Critique : Blanc comme neige
Ça commence presque bien, par un mélange de sang, de neige et d'une voix off philosophe émanant d'un François Cluzet toujours aussi étonnant. Si son corps gît dans le blanc finlandais, l'esprit du personnage principal est encore suffisamment élevé pour revenir quelques temps en arrière et nous conter son histoire. Tout l'enjeu du film est alors posé, ce que confirme le titre : montrer comment, en l'espace de quelques jours, la vie d'un homme bien sous tous rapports peut tourner au chaos total. Cela fonctionne un moment, le temps d'une mise en place résolument classique mais menée de façon plutôt efficace par un Christophe Blanc qui a visiblement révisé ses classiques niveau mise en scène.
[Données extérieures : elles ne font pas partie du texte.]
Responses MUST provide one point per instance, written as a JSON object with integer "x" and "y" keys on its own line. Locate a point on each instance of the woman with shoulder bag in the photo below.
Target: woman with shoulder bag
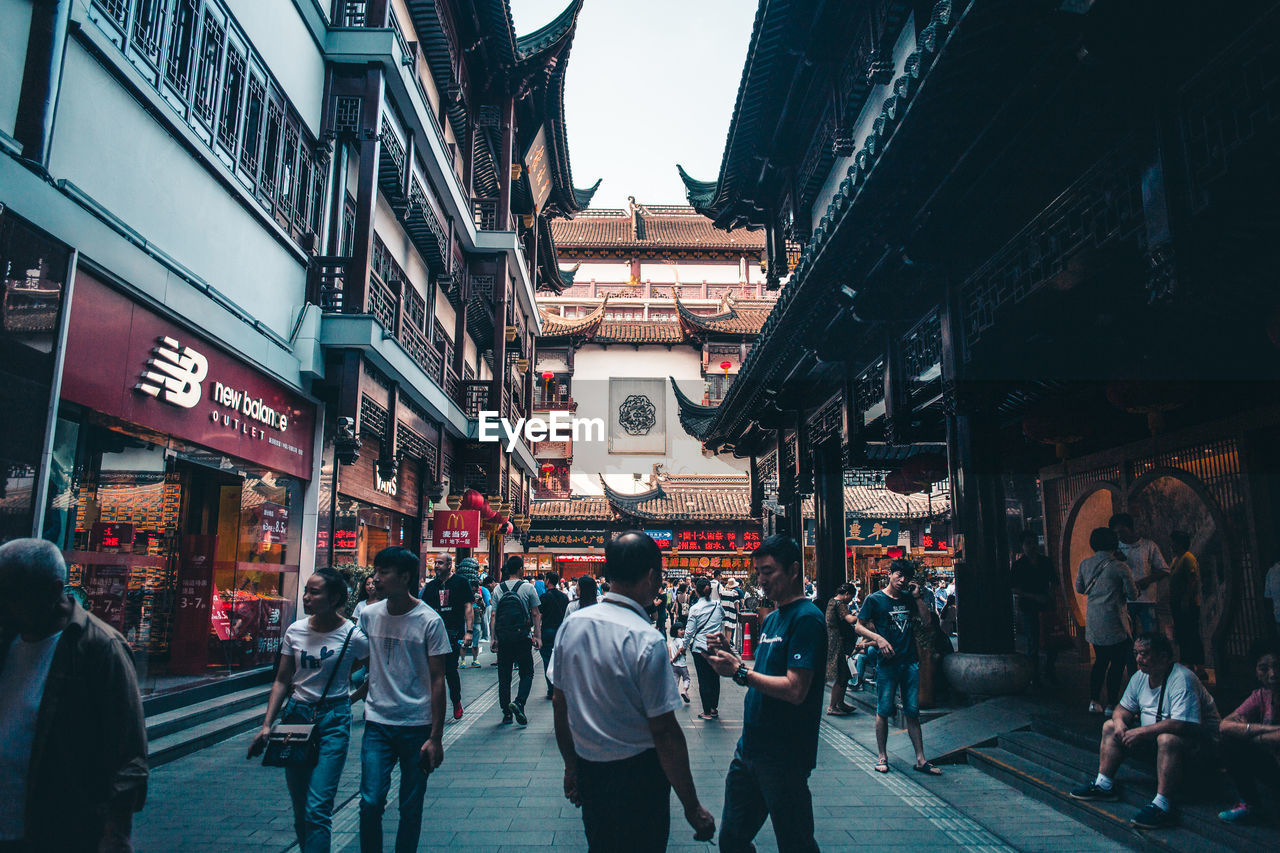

Le tandem de garagistes composé par Cluzet et un excellent Bouli Lanners sent le soufre et brille par le contraste qu'il établit entre un héros intègre et un collaborateur dont il refuse de voir le côté obscur.
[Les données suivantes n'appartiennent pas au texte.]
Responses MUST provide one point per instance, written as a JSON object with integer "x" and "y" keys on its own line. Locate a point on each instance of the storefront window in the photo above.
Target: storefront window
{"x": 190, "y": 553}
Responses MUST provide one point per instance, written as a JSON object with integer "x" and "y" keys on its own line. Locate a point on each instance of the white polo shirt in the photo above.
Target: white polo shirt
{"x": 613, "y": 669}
Problème : dès lors qu'il sort de cette phase d'exposition,
le film se met à tourner à vide pour ressembler à une gigantesque
résolution qui oublie de laisser respirer ses protagonistes. Très vite,
ceux-ci piétinent et multiplient les réactions incompréhensibles, voire
aberrantes, sans que le film n'assume jamais de façon tacite son envie
de décrire la perte de repères et de logique de gens ordinaires pris
dans une soudaine tourmente. Le film noir tolère les incohérences de ses
personnages et peut même en tirer profit à condition que cela fasse
partie d'un contrat passé clairement avec le spectateur. Ici, point
d'accord de ce genre, mais juste un million de petits défauts d'écriture
et de manquements aux règles du genre. Si bien qu'on se désintéresse
très vite du devenir de ces gens aux comportements si inexplicables
qu'il est impossible s'identifier à eux.
Traînant terriblement en
longueur, Blanc comme neige va
toujours plus loin dans l'artificiel, sa partie enneigée arrivant comme
un cheveu sur la soupe. Toujours au gré d'une progression dramatique
douteuse, le film finit par s'aventurer jusqu'en Finlande, terre
d'origine de méchants patibulaires mais guère impressionnants. Cette
dernière partie semble avoir pour seule justification le désir de
Christophe Blanc d'aller filmer la neige, la difficulté de s'y mouvoir,
sa façon d'absorber et de transcender le rouge sang. L'intention est
louable ; encore aurait-il fallu apporter un zeste de singularité afin
de se démarquer, esthétiquement ou autre, du restant du troupeau. C'est
malheureusement bien loin d'être le cas, d'autant que la conclusion est
aussi prévisible que téléphonée. Après s'être pris pour Cassevetes dans Une femme d'extérieur, Blanc se
rêvait sans doute que son deuxième long en fasse un maître du polar.
L'ambition est là mais le résultat n'y est pas.